Accessing foreign currency (forex) from Nigerian banks has become increasingly challenging for businessmen, exporters, and students studying overseas. The situation is now intensified due to the implementation of new stringent rules and regulations.
Although, the pressure on the naira in the foreign exchange market continues unabated as the Central Bank of Nigeria (CBN) maintains its intervention to keep the value of the currency stable
However, puzzled Nigerians are questioning the government’s decision to mandate its ministries, departments, and agencies (MDAs) to demand a valid Tax Clearance Certificate (TCC) from individuals seeking forex for any purpose.
Several banks have already notified their customers of this development through text messages, as the Nigerian government aims to ensure tax compliance among its citizens.
This move aligns with the provisions of Section 85 of the Personal Income Tax Act (PITA), 2011 (as amended), and Section 31(5) of the FCT-IRS Act, 2015, which have already been implemented in the Federal Capital Territory and other parts of the country.
According to a publication by the FCT-Inland Revenue Service, the regulation covers a wide range of transactions, including government loans, vehicle registration, applications for foreign exchange or exchange control permission, certificate of occupancy, government contracts, and contracts awarded by registered companies and government agencies.
Other transactions requiring a valid TCC include building plan approvals, trade licenses, property transfers, agent licenses, pools or gaming licenses, contractor registrations, distributorship applications, appointments or elections to public office, ownership transfers of vehicles, land plots, FCTA loans, and any other transactions as determined from time to time.
Under the new directive, MDAs, banks, and corporate entities must rigorously verify the authenticity of all presented TCCs by consulting the issuing tax authority.
The FCT tax authority states that this development stems from the need to ensure that all residents of the FCT fulfill their tax obligations as required by law.
Enhancing Revenue Generation
The FCT-IRS further asserts that it will conduct routine monitoring and enforcement exercises monthly, quarterly, or annually to fulfill its mandate of improving revenue generation and ensuring compliance. It warns that strict sanctions will be imposed on non-compliant entities as stipulated by law.
Additionally, the FCT-IRS emphasizes that filing annual tax returns is mandatory for all FCT residents, and obtaining a TCC is a prerequisite for compliance.
The monitoring exercise will, therefore, evaluate the promptness of annual return filing and the demand for TCCs in the aforementioned transactions.
In an update regarding foreign exchange requests and transactions, banks have informed their customers that they must provide their TCCs before foreign exchange transactions can be processed.

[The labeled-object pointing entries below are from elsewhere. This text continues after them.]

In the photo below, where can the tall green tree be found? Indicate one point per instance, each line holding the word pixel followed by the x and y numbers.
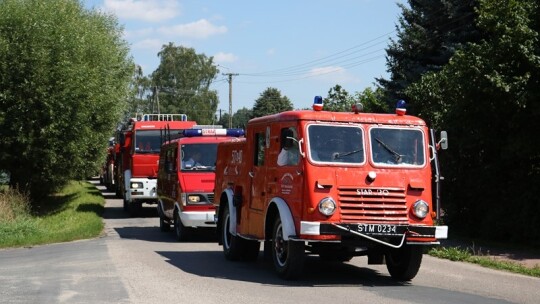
pixel 64 75
pixel 239 119
pixel 487 97
pixel 338 100
pixel 271 102
pixel 428 34
pixel 372 101
pixel 182 83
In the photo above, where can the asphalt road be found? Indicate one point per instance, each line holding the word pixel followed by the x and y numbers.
pixel 133 262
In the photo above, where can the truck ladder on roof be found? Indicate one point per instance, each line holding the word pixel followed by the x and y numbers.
pixel 162 117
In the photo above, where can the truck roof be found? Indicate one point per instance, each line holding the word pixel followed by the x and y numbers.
pixel 351 117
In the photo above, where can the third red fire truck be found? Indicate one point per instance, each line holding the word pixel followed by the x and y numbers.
pixel 136 163
pixel 334 184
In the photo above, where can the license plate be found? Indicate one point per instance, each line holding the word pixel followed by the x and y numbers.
pixel 376 228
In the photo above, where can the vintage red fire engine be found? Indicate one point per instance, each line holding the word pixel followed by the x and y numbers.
pixel 185 185
pixel 138 154
pixel 334 184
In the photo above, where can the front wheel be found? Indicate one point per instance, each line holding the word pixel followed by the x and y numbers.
pixel 403 263
pixel 288 255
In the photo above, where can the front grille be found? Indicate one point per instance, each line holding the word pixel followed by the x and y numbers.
pixel 373 205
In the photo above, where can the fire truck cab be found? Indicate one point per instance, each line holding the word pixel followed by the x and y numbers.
pixel 334 184
pixel 139 147
pixel 185 185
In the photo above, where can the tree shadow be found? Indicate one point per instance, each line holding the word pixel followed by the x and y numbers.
pixel 316 272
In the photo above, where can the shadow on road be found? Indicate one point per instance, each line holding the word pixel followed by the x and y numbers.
pixel 153 234
pixel 316 272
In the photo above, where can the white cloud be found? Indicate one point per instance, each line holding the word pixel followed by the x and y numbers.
pixel 334 73
pixel 225 57
pixel 140 33
pixel 199 29
pixel 145 10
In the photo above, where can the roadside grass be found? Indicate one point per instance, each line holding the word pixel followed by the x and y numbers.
pixel 72 214
pixel 467 255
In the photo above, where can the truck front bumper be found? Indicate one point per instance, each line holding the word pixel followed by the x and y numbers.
pixel 373 230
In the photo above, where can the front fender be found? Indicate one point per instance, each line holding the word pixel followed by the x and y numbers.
pixel 285 215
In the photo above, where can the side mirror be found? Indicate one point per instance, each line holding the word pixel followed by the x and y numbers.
pixel 169 167
pixel 443 142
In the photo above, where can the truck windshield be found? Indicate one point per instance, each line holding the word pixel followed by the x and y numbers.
pixel 336 144
pixel 198 157
pixel 397 146
pixel 149 141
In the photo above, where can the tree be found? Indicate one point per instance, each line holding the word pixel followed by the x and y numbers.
pixel 271 102
pixel 429 33
pixel 487 98
pixel 338 100
pixel 240 118
pixel 372 100
pixel 64 74
pixel 182 83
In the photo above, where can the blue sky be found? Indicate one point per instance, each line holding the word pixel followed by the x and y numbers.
pixel 301 47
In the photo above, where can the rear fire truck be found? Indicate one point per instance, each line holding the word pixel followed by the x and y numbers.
pixel 334 184
pixel 138 154
pixel 185 184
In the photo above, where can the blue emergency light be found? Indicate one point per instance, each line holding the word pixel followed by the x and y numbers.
pixel 318 103
pixel 213 132
pixel 401 107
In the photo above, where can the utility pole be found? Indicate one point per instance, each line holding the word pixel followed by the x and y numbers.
pixel 230 95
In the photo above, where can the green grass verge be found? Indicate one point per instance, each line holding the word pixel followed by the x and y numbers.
pixel 72 214
pixel 464 255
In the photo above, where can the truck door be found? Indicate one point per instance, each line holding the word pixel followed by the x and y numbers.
pixel 257 173
pixel 258 169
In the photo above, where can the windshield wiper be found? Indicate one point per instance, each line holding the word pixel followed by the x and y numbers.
pixel 393 152
pixel 340 155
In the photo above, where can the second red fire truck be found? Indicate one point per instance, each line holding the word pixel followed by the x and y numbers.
pixel 185 184
pixel 334 184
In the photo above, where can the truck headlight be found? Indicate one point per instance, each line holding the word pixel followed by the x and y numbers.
pixel 193 199
pixel 327 206
pixel 420 209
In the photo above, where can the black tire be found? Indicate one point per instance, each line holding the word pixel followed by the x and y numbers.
pixel 403 263
pixel 288 256
pixel 232 245
pixel 182 232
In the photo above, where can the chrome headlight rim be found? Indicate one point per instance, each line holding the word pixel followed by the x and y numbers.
pixel 136 185
pixel 420 209
pixel 327 206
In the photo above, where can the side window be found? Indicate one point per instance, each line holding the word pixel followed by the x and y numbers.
pixel 258 158
pixel 288 153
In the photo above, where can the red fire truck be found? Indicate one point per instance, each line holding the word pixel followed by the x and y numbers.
pixel 334 184
pixel 107 171
pixel 185 184
pixel 138 154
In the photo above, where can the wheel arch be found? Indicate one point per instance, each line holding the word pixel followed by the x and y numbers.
pixel 226 200
pixel 278 207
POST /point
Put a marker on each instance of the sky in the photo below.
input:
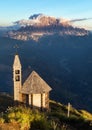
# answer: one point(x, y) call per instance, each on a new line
point(78, 11)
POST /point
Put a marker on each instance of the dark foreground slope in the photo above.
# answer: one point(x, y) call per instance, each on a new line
point(65, 63)
point(21, 117)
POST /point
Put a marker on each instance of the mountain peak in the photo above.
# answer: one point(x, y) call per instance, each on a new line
point(36, 16)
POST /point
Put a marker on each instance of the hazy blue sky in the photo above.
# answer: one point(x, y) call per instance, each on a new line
point(13, 10)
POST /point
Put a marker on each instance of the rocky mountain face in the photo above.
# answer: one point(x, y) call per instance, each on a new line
point(40, 25)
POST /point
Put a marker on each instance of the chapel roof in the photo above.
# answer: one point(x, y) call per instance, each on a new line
point(35, 84)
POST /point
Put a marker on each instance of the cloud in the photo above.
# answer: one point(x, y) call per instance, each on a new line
point(78, 20)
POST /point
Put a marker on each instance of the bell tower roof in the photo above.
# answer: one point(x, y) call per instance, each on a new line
point(16, 61)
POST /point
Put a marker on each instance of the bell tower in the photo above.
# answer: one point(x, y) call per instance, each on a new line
point(17, 78)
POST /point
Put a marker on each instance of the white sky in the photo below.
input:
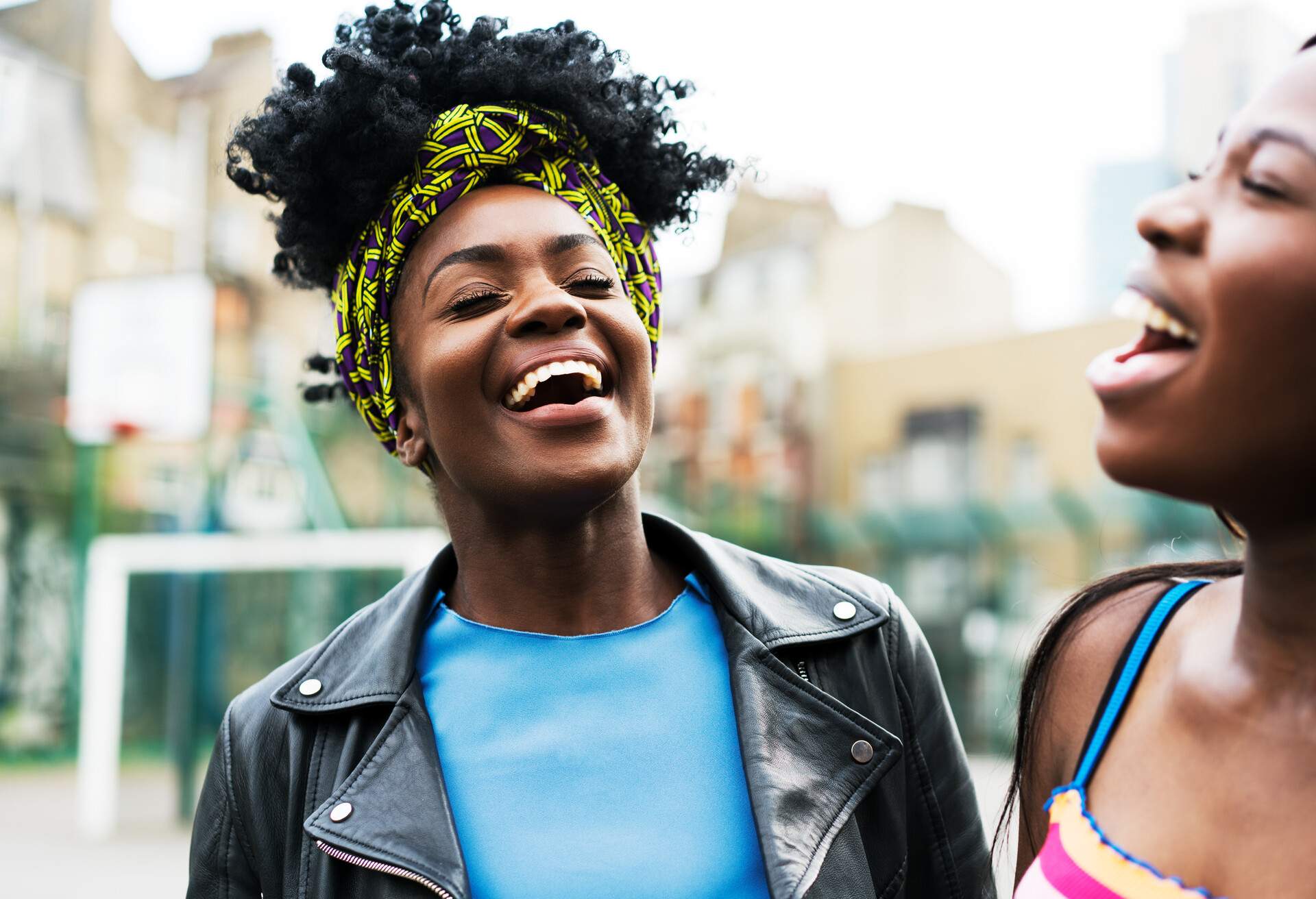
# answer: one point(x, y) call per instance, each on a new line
point(994, 111)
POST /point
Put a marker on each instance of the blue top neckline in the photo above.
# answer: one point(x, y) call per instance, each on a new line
point(692, 587)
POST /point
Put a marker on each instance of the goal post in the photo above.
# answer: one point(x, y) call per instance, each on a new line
point(114, 558)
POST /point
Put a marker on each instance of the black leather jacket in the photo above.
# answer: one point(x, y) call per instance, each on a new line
point(814, 689)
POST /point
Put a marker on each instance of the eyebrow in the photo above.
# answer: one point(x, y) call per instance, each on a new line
point(1282, 136)
point(493, 253)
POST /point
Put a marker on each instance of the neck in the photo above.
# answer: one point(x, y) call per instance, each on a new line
point(1277, 626)
point(576, 574)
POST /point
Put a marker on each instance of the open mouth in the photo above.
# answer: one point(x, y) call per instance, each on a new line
point(1161, 331)
point(1165, 348)
point(566, 382)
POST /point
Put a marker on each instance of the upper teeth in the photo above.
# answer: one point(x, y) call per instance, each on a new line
point(524, 389)
point(1135, 306)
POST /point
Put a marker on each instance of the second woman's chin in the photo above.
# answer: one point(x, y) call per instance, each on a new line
point(1153, 461)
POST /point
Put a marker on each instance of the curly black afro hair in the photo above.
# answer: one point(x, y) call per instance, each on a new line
point(329, 151)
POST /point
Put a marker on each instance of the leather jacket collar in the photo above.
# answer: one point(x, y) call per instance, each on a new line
point(798, 743)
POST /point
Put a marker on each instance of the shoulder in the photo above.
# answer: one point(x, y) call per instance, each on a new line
point(253, 726)
point(1087, 640)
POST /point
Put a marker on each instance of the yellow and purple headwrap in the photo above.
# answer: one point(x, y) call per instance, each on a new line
point(539, 148)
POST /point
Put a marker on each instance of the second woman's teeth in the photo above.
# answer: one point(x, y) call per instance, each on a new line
point(526, 389)
point(1136, 307)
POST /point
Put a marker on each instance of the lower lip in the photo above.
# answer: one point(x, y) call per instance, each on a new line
point(1112, 378)
point(562, 415)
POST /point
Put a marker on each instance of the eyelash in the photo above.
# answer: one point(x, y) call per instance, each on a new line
point(592, 282)
point(1256, 187)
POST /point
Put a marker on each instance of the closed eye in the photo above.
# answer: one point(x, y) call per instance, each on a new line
point(592, 282)
point(1264, 190)
point(467, 301)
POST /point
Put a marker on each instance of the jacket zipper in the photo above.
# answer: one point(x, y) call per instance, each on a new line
point(333, 852)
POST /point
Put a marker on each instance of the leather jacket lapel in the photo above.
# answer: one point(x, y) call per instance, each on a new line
point(399, 814)
point(803, 778)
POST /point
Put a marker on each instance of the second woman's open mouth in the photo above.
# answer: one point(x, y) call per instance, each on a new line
point(559, 393)
point(1165, 347)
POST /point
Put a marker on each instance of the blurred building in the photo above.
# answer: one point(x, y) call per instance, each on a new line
point(1227, 58)
point(110, 174)
point(745, 402)
point(860, 397)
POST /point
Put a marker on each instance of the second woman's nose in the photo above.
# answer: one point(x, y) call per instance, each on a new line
point(545, 308)
point(1173, 220)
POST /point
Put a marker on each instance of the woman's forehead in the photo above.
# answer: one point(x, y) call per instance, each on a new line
point(1290, 98)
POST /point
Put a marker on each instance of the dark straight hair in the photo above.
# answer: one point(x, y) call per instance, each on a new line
point(1041, 661)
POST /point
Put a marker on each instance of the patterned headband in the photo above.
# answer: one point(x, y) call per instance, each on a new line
point(540, 148)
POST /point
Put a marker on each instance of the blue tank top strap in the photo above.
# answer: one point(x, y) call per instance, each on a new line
point(1125, 677)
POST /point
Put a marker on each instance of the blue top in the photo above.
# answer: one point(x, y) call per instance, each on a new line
point(602, 765)
point(1127, 676)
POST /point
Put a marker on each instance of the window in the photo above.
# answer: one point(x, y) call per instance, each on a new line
point(941, 464)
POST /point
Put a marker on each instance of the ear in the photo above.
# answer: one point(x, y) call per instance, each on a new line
point(412, 443)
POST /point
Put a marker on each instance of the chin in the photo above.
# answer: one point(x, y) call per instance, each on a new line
point(572, 489)
point(1147, 465)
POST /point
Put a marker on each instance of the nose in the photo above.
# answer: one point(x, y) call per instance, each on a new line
point(1171, 220)
point(546, 310)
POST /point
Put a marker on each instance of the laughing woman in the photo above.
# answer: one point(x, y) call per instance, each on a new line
point(1168, 716)
point(574, 699)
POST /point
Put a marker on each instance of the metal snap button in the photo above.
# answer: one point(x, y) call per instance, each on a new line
point(844, 610)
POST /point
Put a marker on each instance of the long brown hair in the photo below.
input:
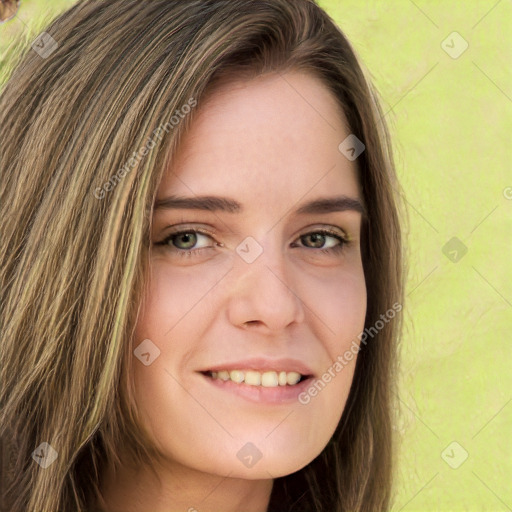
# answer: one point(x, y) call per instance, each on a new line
point(75, 235)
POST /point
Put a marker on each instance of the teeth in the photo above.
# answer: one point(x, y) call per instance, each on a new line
point(270, 379)
point(236, 376)
point(253, 378)
point(292, 378)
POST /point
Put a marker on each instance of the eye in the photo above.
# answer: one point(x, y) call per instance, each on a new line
point(184, 242)
point(319, 238)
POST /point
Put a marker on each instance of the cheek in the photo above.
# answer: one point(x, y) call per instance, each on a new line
point(337, 304)
point(171, 296)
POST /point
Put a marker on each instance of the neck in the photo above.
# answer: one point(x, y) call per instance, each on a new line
point(180, 489)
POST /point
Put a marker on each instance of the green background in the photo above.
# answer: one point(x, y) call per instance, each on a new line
point(451, 123)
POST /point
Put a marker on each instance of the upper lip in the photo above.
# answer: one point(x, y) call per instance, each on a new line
point(263, 365)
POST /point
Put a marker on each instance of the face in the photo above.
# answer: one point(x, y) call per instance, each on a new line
point(256, 286)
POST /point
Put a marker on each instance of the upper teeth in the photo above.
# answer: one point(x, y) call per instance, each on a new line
point(254, 378)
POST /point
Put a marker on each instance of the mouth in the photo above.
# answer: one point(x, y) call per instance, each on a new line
point(267, 379)
point(264, 386)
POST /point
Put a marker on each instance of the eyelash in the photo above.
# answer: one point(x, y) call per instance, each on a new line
point(188, 253)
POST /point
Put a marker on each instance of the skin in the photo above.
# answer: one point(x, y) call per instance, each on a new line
point(271, 143)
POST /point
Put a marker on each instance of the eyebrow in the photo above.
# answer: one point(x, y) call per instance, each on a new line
point(225, 204)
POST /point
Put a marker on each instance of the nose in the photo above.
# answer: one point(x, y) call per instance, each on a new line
point(262, 294)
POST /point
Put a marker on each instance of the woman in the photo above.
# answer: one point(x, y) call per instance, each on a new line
point(201, 264)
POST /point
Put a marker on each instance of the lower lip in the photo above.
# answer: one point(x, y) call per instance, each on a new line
point(260, 394)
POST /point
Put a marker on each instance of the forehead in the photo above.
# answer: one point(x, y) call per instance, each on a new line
point(275, 138)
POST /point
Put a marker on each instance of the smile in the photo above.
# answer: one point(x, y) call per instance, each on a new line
point(269, 379)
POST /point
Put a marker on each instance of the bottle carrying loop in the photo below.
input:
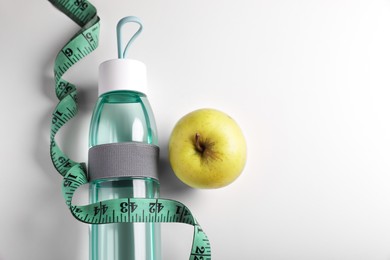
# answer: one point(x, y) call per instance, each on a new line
point(122, 53)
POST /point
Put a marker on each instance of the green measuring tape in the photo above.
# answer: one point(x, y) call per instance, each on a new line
point(120, 210)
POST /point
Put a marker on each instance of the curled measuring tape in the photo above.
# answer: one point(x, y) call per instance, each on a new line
point(133, 210)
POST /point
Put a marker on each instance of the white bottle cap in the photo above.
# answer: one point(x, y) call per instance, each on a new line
point(122, 74)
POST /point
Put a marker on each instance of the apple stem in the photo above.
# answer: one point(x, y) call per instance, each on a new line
point(198, 146)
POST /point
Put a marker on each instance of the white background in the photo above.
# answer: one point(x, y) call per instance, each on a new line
point(307, 81)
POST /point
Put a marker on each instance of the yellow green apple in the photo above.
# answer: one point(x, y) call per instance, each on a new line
point(207, 149)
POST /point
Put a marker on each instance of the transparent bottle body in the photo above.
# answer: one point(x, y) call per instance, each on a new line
point(123, 116)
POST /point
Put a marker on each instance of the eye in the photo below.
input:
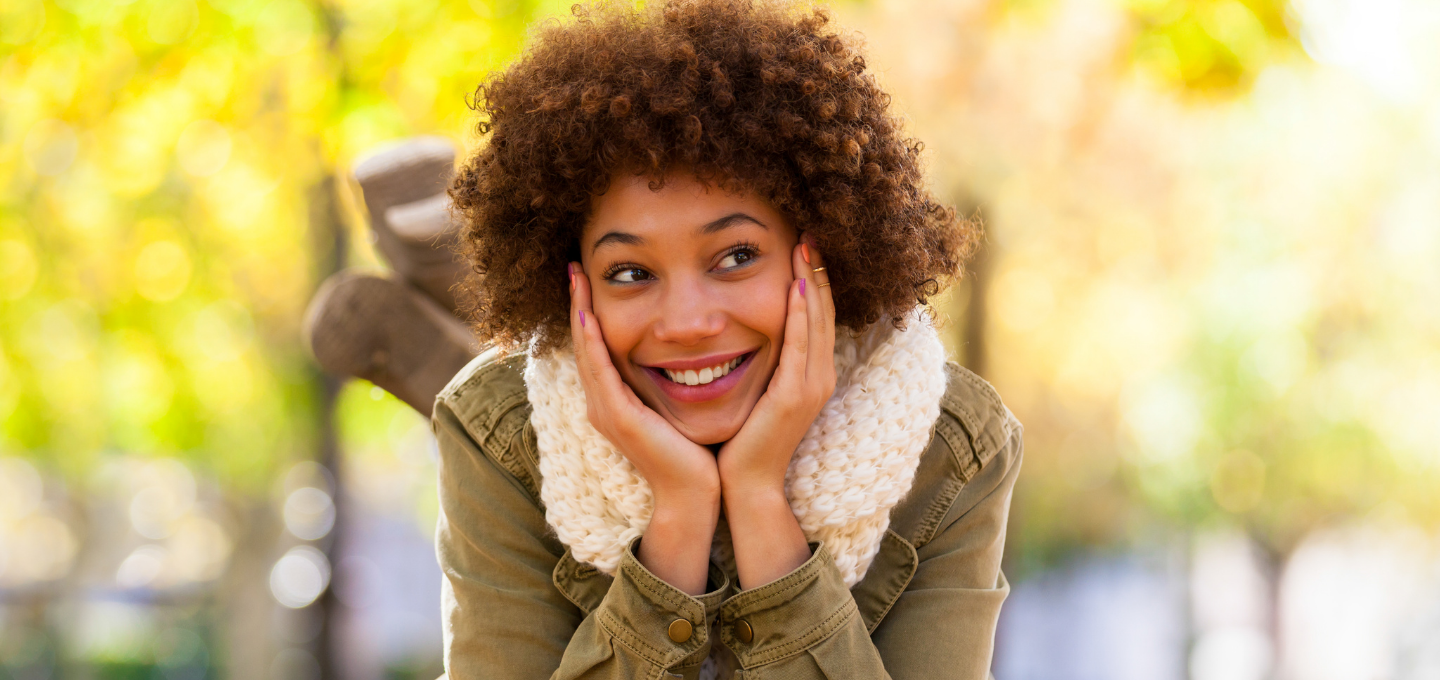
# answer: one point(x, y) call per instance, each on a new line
point(627, 274)
point(736, 258)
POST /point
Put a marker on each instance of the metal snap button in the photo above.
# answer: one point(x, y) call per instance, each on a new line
point(743, 631)
point(680, 630)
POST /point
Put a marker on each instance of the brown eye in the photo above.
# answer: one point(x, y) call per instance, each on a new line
point(736, 260)
point(630, 275)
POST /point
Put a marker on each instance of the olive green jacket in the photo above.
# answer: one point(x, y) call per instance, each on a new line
point(517, 605)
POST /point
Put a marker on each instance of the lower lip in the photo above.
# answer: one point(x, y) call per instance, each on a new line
point(713, 389)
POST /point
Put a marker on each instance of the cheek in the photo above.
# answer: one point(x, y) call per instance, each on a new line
point(621, 324)
point(762, 306)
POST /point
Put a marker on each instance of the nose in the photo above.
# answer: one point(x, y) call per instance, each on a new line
point(686, 314)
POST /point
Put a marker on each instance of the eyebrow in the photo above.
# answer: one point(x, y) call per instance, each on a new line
point(719, 225)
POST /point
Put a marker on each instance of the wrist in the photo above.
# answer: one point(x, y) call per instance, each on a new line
point(765, 500)
point(687, 502)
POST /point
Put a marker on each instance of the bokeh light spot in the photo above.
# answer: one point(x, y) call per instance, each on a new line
point(162, 271)
point(300, 576)
point(203, 147)
point(310, 513)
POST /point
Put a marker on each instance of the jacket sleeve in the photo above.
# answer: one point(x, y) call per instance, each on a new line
point(942, 625)
point(503, 615)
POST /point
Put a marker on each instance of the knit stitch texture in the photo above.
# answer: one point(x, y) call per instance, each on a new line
point(854, 464)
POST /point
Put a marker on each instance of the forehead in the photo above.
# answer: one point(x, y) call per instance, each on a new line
point(681, 206)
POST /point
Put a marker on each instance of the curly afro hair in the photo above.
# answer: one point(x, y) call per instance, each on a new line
point(742, 94)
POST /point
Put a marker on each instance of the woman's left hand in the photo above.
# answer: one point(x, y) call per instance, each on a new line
point(756, 458)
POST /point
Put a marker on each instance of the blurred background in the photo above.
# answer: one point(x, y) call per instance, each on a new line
point(1210, 290)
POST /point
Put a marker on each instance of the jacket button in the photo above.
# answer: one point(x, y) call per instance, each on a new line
point(680, 630)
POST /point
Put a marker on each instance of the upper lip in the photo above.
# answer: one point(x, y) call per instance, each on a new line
point(704, 362)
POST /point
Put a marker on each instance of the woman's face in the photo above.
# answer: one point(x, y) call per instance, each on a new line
point(690, 287)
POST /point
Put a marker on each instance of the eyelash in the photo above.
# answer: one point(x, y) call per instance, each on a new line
point(742, 247)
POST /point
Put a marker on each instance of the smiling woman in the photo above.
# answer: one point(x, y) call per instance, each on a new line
point(732, 443)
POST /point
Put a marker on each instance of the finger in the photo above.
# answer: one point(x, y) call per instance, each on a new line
point(797, 345)
point(820, 277)
point(821, 320)
point(591, 353)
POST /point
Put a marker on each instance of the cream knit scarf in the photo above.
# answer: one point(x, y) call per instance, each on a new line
point(856, 463)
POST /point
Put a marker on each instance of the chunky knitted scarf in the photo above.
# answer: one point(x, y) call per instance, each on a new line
point(856, 463)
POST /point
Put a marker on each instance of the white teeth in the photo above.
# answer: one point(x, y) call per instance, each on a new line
point(703, 376)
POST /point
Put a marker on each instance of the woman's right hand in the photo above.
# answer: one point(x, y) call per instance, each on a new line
point(674, 466)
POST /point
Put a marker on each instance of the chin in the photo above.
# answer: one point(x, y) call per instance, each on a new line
point(712, 430)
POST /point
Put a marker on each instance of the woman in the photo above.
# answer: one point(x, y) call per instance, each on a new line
point(732, 445)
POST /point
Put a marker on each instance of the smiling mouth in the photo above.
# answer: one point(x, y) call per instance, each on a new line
point(703, 376)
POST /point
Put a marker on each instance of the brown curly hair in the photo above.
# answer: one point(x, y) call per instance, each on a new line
point(745, 95)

This requirement applies to various transactions such as PTA/BTA (Personal Travel Allowance/Business Travel Allowance), international school fees, medical expenses, personal remittances for home maintenance, and other similar purposes.
From $4,000 to $2,000
Earlier this year, commercial banks implemented measures to reduce personal travel allowance (PTA) and business travel allowance (BTA) by 50 percent, from $4,000 to $2,000. Students who were accessing up to $4,000 in the past will no longer have such access. This decision has been made to help manage the country’s dollar demand.
Additionally, the frequency of PTA/BTA requests has been reduced from once a quarter to twice a year. Banks informed their customers last year that starting this year, PTA/BTA requests can only be presented twice annually instead of four times, and the disbursement will be made in the form of dollar cards.
These measures are likely being taken in response to economic conditions and the need to control the outflow of foreign currency reserves. The aim may be to ensure a more sustainable balance of payments for the country, particularly regarding dollar demand.